I paid a visit to the University of Iceland and had the opportunity to learn about the University’s programs and engagement with the rest of the world. I was so proud to learn that the University of Colorado and the University of Iceland will soon be offering joint PhD degrees, that the University of Pennsylvania’s medical school has a longstanding partnership with the University of Iceland, and that Stanford University will fund one Icelander´s participation in a summer study program annually. This only scratches the surface of the range and depth of the University of Iceland. No doubt we will find many additional opportunities to expand and deepen the university's ties with its American counterparts. As we say in the States, this is a win-win for both countries.
The HS Orka and Blue Lagoon partnership
During a brief visit to the HS Orka power plant and to the Blue Lagoon, I had the opportunity to learn from management about the vision of their companies. HS Orka is making every effort to minimize waste and reduce CO2 emissions. It is a company with a very strong entrepreneurial spirit and a commitment to redefine itself in socially responsible ways. The plant is a longtime partner with the Blue Lagoon, a very successful enterprise that seems to have defied the economic crisis with a sound business model that has enormous potential. Both enterprises are privately held and appear to be very good examples of business models that offer great hope for Iceland’s future.
Some good news from Cancun
It was great to hear that the international community agreed to establish a Green Climate Fund to help developing countries cope with climate change. The Fund will establish a framework to reduce deforestation in developing countries and a committee to promote international cooperation and action on adaptation. While some may not be satisfied with the outcome in Cancun, it is significant progress and consistent with President Obama’s commitment to find a new path on climate change. No one said it would be easy.

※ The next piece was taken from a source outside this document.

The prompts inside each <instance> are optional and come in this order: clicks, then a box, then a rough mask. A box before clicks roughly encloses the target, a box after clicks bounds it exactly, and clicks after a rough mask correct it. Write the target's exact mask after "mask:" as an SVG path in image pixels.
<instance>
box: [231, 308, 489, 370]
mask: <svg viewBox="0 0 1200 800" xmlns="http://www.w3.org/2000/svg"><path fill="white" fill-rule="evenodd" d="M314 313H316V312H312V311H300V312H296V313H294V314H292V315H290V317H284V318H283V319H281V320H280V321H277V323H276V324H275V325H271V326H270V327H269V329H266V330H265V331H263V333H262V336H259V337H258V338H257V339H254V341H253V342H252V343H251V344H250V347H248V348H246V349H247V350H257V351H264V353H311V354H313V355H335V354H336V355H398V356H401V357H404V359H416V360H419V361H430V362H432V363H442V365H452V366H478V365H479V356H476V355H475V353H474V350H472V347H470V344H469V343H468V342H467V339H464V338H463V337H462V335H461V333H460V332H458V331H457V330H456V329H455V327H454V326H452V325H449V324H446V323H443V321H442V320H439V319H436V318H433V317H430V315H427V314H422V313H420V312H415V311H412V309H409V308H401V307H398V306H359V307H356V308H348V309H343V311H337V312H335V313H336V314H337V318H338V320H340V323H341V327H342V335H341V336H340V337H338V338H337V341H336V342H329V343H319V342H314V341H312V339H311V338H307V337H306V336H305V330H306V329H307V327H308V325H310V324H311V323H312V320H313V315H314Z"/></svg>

My first encounter with Svið: a draw.
I had been preparing for that fateful moment when I would confront my first dish of Svið. It happened a couple of weeks ago and I would characterize the encounter as a draw between my aversion to eating a sheep‘s head and the tastiness of traditional Icelandic cuisine. Icelandic cuisine scored a goal to the extent that I liked the meat and will eat it again; I believe I scored a goal for asking that the plate be presented in a way that did not look like a sheep‘s head. I realize this is not the real Icelandic experience, but it is a start.